Nachdem in der Vorwoche DDoS-Attacken LernSax vorübergehend behindert hatten, führten nachfolgende technische Probleme im Rechenzentrum bisher zu drei Tagen eingeschränkter Verfügbarkeit von LernSax. In der Zwischenzeit ist es den Technikern gelungen, nicht nur die eigentliche Problemsituation zu analysieren, sondern auch erste erfolgreiche Schritte zu deren Behebung einzuleiten. Dies ist bei laufendem Betrieb nicht ganz unkritisch umzusetzen, da es sich um einen Fehler auf Systemebene handelt. 

So war LernSax gestern über weite Strecken gut erreichbar, wenn auch mit Problemen während der Hauptarbeitszeit von 9:00 – 11:30 Uhr. Weitere Maßnahmen bis zum kommenden Wochenende werden hoffentlich den gewünschten Effekt einer weiteren Normalisierung der Situation haben. Bis dahin kann es heute und in den nächsten Tagen noch zu Einschränkungen bei der Nutzung von LernSax kommen. 

“Ich bedaure, dass es ausgerechnet in dieser angespannten Situation zu diesem Vorfall gekommen ist. Ich kann nur immer wieder versichern, dass alles Notwendige getan wird, um die Anfälligkeit des Systems weiter zu minimieren. In der Zwischenzeit wurde ein zusätzliches Sicherheitssystem in Betrieb genommen, um besser gegen Cyberattacken gewappnet zu sein. Außerdem wurden und werden die Zugangs- und Verteilungssysteme im Rechenzentrum so angepasst, dass Engpässe und Ausfälle auch bei extremer Belastung weitestgehend vermieden werden können”, so Bildungsminister Christian Piwarz. 

Die Vorgeschichte: Am 9. Dezember fand ein massiver DDoS-Angriff auf LernSax statt. Dabei handelte es sich um Verbindungsanfragen und ähnliche Pakete mit dem Ziel, das Netzwerk des Systems zu überlasten. Es wurden weder Daten aus dem eigentlichen System gestohlen, noch wurde etwas beschädigt. Lediglich die Erreichbarkeit wurde gestört. Eine Cybercrime-Einheit des Landeskriminalamtes Baden-Württemberg hat bereits Ermittlungen aufgenommen. 

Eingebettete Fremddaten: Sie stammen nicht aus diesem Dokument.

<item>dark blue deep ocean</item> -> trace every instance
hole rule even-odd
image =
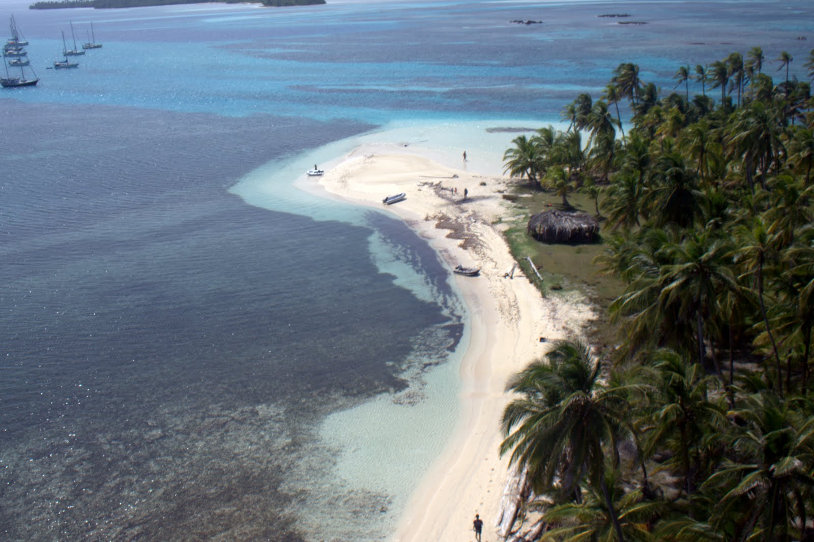
[[[669,92],[753,46],[805,77],[814,47],[809,0],[328,2],[0,3],[41,79],[0,90],[0,540],[386,538],[392,496],[313,494],[335,452],[316,428],[405,388],[417,350],[446,362],[448,272],[384,215],[229,189],[394,121],[556,122],[622,62]],[[48,69],[91,21],[103,47]],[[374,234],[435,301],[377,267]],[[298,516],[320,500],[335,514]]]

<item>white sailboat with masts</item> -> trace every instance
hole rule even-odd
[[[31,68],[31,62],[28,60],[28,53],[23,49],[28,42],[20,38],[20,30],[17,28],[17,23],[11,16],[11,37],[6,42],[3,46],[3,69],[6,72],[5,77],[0,77],[0,86],[10,89],[19,86],[33,86],[37,85],[39,79],[34,73],[34,68]],[[9,68],[11,72],[9,72]],[[16,76],[16,70],[20,69],[20,75]],[[27,70],[31,72],[27,73]]]
[[[91,37],[92,39],[91,39]],[[96,43],[96,34],[94,33],[94,23],[90,22],[90,35],[88,36],[87,43],[82,44],[82,49],[98,49],[102,46],[101,43]]]
[[[62,33],[62,42],[63,42],[63,51],[62,54],[65,56],[79,56],[80,55],[85,55],[85,50],[77,49],[77,37],[73,33],[73,23],[71,22],[71,36],[73,37],[73,49],[68,49],[65,47],[65,33]]]
[[[68,68],[79,68],[79,63],[78,62],[71,62],[70,60],[68,59],[68,55],[67,52],[65,52],[66,47],[65,47],[65,33],[64,32],[62,33],[62,49],[63,49],[63,53],[65,54],[65,59],[64,60],[55,60],[54,61],[54,69],[55,69],[55,70],[63,70],[63,69]],[[84,54],[85,51],[83,50],[82,53]]]

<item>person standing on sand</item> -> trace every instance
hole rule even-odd
[[[475,540],[480,542],[480,531],[484,530],[484,522],[477,514],[475,514],[475,521],[472,522],[472,526],[475,527]]]

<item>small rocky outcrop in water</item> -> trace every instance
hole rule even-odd
[[[533,215],[526,230],[543,243],[596,243],[599,222],[584,212],[553,209]]]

Auch gegen ein anderes im gleichen Rechenzentrum gehostetes Lernmanagementsystem gab es vom 6. bis 14. Dezember in mehreren täglichen Wellen kontinuierliche DDoS-Angriffe, die auch bei LernSax mehrfach zu Einschränkungen führten. 

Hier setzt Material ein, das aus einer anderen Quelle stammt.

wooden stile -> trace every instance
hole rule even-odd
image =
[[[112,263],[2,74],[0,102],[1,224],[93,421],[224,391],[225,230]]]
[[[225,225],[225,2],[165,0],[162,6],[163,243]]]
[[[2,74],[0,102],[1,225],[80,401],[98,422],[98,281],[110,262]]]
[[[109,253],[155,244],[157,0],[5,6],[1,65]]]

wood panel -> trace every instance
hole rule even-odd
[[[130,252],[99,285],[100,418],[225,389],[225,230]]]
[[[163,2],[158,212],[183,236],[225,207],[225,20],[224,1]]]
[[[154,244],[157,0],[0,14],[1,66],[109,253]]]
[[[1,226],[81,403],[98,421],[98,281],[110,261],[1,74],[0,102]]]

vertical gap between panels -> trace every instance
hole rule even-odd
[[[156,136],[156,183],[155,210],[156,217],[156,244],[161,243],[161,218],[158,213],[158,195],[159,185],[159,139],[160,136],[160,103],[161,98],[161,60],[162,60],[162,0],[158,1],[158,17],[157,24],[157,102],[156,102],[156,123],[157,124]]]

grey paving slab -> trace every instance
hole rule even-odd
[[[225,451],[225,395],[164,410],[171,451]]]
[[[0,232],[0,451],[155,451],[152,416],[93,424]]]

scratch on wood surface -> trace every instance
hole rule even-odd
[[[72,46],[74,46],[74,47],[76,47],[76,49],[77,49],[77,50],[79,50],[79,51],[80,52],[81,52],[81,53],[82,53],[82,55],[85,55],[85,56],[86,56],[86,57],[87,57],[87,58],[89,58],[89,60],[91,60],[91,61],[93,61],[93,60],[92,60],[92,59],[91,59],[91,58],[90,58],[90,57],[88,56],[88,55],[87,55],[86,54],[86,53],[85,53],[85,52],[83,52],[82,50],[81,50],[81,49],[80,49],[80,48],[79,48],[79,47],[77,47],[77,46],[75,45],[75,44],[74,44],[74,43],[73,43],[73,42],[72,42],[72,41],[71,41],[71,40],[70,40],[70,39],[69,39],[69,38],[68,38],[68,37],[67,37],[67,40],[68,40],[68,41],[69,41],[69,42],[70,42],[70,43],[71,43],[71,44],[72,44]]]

Das meldet die Digionline GmbH, die LernSax im Auftrag des Freistaates Sachsen betreibt, und wird vom Betreiber des Rechenzentrums, der Bringe GmbH, ausdrücklich bestätigt. 

Warum Lernsax bei nur 30.000 bis 60.000 gleichzeitigen Nutzern so komplett ausfiel, war zunächst nicht ersichtlich. Die weitere Analyse des Vorfalls ergab, dass die Cyberattacken nicht das einzige Problem waren, sondern dass die Hauptfehlerquelle in der Technologie (NFS-Client-Komponente des Linux-Kernels) des Rechenzentrums zu finden war.  Das Rechenzentrum arbeitet seither fieberhaft an der Behebung des Problems. 

Es ist sicher, dass die Speicherkapazität für LernSax ausreichend ist: Den insgesamt 20 Terabyte an gespeicherten Daten stehen Reserven von 133 Terabyte gegenüber. Allein von gestern Morgen bis gestern Abend wurden 130.000 Dateien hochgeladen. Die Auslieferung kann um ein Vielfaches höher sein. Auch die Datenbankserver laufen nicht unter Volllast, sondern verfügen über ausreichende Leistungsreserven. Engpässe gibt es allerdings durch den Softwarefehler in den Vermittlungsservern des Rechenzentrums, die die eingehenden Anfragen bearbeiten. Hier hat das Rechenzentrum inzwischen eine Abhilfe gefunden. Inzwischen bearbeiten 16 so genannte Frontend-Server, mehr als doppelt so viele wie bisher, die eingehenden Datenanfragen parallel und versuchen so, den Fehler zu umgehen. Für das Wochenende ist eine Maßnahme geplant, um das Problem an der Wurzel zu packen: LernSax wird auf ein neues System umziehen, das nach anderen technischen Prinzipien arbeitet und nicht anfällig für den festgestellten Fehler in der Software ist. 

Der Betreiber des Rechenzentrums hat die notwendige Hardware bestellt und erwartet die Lieferung in Kürze. Das neue Speichersystem soll am kommenden Wochenende eingerichtet werden.